Я тоже обойдусь, а когда Сонька вернется, решим, что делать. Мне однозначно надо искать работу. Бежать дальше я не собираюсь, Тим вряд ли станет меня долго искать. Ну пошлет по следу Сотникова, тот пороет для вида и потихоньку это все забудется.
А если и решит найти, то лучше всего прятать что-то на самом виду, так что здесь, под носом у Сотникова, я в полной безопасности. Наверняка они решат, что я отправилась в самый дальний город, так пускай ломают головы.
Вспоминаю про тест. Может завтра? Совсем нет сил. Но желание закрыть этот вопрос поднимает с дивана и заставляет идти в ванную. Завтра начинается новая жизнь без Тимура Талерова, и распрощаться с приветами из старой надо сейчас.
Плетусь в ванную и потом несколько минут напряженно вглядываюсь в тест в твердой уверенности, что я не беременная, и что я свободна от своей любви к Тимуру. И от самого Тимура.
Увидев четко проступающую вторую полоску, мне хочется крикнуть: «Нет! Подождите, остановитесь! Этого не может быть!»
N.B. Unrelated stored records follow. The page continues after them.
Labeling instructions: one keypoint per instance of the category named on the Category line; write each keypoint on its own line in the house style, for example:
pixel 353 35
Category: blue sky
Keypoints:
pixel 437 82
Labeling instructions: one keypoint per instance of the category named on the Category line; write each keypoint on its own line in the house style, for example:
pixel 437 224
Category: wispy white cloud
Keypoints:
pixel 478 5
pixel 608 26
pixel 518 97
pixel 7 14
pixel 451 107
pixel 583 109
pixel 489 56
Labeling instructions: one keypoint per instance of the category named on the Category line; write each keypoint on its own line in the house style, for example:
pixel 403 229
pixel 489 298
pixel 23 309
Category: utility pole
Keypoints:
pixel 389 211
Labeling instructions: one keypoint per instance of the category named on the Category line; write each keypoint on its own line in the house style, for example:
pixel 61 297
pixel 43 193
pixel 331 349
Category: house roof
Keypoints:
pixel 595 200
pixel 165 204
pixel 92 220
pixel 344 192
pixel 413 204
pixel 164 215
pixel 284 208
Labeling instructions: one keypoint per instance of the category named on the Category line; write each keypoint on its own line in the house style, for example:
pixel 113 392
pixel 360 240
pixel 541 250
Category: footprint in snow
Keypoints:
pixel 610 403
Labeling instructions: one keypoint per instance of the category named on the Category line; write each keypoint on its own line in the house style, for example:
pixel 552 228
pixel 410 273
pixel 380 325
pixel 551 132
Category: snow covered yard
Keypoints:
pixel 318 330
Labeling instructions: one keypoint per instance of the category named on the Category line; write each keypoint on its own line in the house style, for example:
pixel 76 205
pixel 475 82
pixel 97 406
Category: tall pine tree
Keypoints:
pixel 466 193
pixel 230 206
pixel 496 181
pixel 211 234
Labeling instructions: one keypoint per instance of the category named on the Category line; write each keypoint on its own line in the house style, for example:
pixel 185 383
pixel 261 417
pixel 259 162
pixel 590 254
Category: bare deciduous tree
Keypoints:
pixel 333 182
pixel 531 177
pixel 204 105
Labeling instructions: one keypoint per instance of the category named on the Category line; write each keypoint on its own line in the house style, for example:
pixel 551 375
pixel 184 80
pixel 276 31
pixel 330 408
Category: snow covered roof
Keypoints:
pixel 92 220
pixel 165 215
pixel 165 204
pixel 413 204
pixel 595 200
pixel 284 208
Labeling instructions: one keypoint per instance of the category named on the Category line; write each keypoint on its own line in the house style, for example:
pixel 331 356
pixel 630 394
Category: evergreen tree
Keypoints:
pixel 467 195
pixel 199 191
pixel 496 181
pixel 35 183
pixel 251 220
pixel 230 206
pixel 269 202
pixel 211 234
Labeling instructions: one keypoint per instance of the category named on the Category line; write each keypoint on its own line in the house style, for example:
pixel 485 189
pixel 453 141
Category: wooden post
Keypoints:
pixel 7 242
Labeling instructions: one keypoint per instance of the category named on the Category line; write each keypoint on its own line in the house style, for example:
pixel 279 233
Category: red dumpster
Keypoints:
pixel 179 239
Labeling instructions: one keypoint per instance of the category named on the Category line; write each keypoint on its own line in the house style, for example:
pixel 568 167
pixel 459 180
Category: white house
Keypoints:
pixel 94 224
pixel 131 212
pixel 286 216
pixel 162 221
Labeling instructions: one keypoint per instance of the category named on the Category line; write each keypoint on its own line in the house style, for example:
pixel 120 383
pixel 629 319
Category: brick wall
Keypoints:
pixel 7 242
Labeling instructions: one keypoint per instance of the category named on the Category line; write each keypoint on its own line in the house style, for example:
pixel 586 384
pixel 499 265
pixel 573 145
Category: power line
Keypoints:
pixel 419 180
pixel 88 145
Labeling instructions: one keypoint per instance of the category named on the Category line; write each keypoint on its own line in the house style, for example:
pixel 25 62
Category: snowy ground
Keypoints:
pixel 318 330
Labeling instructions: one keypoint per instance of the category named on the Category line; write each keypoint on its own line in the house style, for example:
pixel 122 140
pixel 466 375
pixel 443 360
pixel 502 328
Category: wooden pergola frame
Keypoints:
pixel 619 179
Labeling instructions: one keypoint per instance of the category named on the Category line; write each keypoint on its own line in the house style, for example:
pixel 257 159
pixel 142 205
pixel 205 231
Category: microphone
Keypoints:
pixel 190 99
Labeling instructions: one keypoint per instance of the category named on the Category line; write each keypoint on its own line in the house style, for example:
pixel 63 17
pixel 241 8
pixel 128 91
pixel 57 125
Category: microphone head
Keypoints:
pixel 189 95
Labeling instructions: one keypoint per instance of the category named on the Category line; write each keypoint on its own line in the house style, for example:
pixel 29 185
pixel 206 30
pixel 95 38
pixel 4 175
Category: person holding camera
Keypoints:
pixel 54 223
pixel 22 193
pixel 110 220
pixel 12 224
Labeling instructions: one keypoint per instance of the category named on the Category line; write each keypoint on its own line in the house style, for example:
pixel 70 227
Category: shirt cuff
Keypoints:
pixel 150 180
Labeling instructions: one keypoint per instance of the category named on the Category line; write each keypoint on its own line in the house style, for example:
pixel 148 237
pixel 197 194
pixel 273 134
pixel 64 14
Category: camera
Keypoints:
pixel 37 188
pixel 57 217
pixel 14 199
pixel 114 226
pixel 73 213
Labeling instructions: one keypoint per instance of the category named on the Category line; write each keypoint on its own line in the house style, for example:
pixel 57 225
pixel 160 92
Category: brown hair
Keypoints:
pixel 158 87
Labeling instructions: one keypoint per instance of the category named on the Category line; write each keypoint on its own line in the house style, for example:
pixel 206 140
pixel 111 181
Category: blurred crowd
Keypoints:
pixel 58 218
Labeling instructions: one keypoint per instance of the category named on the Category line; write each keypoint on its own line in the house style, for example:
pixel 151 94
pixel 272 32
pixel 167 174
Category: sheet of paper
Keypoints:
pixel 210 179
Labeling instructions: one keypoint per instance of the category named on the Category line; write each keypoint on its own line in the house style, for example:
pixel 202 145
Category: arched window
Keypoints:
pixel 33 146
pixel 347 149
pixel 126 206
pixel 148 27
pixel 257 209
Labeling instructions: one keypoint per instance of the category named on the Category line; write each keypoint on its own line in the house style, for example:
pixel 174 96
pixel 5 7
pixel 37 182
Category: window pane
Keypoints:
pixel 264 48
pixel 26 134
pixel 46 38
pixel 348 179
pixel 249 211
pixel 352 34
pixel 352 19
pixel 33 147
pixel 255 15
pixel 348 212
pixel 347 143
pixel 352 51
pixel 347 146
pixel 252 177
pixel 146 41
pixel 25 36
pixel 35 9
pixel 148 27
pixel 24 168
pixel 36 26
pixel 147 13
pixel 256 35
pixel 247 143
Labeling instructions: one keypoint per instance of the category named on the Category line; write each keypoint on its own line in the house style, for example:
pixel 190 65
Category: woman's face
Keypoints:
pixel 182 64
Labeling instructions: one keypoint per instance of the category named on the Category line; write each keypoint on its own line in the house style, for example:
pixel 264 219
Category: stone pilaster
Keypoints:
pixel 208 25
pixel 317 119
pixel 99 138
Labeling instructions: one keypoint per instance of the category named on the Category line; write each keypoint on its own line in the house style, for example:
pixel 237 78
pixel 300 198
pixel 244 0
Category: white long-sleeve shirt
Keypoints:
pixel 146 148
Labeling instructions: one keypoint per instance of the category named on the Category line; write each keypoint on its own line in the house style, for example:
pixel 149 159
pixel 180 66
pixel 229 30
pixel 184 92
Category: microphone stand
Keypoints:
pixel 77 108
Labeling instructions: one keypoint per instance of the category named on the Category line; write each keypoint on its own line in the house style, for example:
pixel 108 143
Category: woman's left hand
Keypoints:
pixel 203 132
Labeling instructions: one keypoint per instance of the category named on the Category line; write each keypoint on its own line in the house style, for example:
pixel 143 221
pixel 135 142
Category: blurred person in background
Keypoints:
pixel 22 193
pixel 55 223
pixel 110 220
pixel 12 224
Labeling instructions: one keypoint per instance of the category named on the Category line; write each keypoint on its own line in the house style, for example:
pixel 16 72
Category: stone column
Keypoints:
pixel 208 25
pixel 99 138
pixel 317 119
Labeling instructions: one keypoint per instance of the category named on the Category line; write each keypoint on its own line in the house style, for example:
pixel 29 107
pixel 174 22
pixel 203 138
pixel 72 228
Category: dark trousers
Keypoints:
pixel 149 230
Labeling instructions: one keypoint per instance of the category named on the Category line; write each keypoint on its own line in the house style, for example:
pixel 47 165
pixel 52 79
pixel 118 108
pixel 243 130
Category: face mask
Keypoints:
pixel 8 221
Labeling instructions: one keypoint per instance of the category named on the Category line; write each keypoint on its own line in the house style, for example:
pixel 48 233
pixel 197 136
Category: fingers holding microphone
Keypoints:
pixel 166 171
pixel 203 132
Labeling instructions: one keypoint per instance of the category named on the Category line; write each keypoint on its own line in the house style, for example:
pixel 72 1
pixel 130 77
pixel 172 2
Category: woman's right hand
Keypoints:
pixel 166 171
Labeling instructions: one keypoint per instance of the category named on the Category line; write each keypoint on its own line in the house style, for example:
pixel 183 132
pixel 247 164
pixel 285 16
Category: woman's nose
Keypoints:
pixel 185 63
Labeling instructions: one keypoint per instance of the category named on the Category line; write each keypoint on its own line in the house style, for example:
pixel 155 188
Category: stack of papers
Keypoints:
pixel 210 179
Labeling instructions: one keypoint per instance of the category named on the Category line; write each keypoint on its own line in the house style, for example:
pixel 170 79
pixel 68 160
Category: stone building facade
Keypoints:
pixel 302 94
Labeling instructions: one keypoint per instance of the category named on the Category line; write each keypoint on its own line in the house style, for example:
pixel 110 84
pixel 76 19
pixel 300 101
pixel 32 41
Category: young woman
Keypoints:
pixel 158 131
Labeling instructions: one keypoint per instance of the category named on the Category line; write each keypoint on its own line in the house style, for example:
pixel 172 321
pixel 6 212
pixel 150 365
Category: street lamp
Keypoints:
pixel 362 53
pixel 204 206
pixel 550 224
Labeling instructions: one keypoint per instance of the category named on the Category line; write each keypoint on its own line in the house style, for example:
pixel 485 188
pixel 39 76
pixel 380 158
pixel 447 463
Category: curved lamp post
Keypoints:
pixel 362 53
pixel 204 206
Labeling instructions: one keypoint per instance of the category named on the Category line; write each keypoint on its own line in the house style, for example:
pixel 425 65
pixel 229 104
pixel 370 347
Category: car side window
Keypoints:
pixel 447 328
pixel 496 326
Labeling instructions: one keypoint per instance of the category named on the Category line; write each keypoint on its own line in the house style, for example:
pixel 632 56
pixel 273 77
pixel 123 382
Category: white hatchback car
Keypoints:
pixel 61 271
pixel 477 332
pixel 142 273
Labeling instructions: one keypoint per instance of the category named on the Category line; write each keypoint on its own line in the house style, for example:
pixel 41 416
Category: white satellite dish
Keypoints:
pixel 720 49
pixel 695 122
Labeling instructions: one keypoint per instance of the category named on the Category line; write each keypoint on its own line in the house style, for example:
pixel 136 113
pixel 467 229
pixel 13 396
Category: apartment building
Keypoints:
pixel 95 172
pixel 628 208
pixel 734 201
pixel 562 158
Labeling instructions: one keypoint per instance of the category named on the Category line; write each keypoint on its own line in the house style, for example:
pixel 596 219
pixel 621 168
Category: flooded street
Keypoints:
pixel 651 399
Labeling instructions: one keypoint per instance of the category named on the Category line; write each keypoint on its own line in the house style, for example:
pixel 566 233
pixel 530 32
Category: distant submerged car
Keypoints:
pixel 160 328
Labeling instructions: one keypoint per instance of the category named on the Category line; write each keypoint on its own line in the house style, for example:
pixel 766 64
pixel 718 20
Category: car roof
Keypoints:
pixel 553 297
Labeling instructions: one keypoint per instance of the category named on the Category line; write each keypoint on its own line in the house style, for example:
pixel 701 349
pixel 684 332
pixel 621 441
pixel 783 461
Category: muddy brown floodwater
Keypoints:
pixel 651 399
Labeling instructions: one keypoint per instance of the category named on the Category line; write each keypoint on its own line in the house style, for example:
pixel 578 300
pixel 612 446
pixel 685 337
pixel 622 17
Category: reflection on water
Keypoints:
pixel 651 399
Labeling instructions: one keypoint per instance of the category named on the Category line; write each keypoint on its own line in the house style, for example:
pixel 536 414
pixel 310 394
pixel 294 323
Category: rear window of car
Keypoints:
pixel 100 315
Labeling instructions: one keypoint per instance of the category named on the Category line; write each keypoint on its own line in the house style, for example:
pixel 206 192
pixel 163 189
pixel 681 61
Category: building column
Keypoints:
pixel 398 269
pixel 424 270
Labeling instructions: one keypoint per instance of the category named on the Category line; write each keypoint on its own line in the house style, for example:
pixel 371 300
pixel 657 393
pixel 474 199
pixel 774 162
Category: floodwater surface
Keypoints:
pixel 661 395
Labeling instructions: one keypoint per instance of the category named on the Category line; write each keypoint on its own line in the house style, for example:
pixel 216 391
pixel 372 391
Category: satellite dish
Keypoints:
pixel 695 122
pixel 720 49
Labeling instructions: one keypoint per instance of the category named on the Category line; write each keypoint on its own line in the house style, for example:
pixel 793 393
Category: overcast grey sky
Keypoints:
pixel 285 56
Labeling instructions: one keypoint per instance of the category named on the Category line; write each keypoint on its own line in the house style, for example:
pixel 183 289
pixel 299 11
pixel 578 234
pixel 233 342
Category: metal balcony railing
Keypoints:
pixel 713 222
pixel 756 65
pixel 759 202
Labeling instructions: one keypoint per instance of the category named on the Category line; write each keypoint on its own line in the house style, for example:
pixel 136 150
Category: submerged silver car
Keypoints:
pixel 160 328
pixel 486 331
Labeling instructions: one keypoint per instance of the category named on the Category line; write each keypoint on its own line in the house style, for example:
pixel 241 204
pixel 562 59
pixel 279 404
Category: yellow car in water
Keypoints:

Зажмуриваюсь в надежде, что она сама собой пропадет, но полоска никуда не исчезает. И тогда до меня доходит: я беременная. У меня от Тимура будет сын, как я и хотела. Только я не предполагала, что этот сын дастся мне такой ценой. И не думала, что это навеки связывает меня с Талером.
* * *
Смотрю на сложенный конвертиком листок бумаги, и пальцы жжет так, будто держу в руках не письмо, а раскаленный металлический брус. Я узнал, откуда он — Ника выдрала лист из книги рецептов, которую мой повар хранит в кухне. Мы проверили, там в конце торчат огрызки, а в туалете на первом этаже нашлась ручка.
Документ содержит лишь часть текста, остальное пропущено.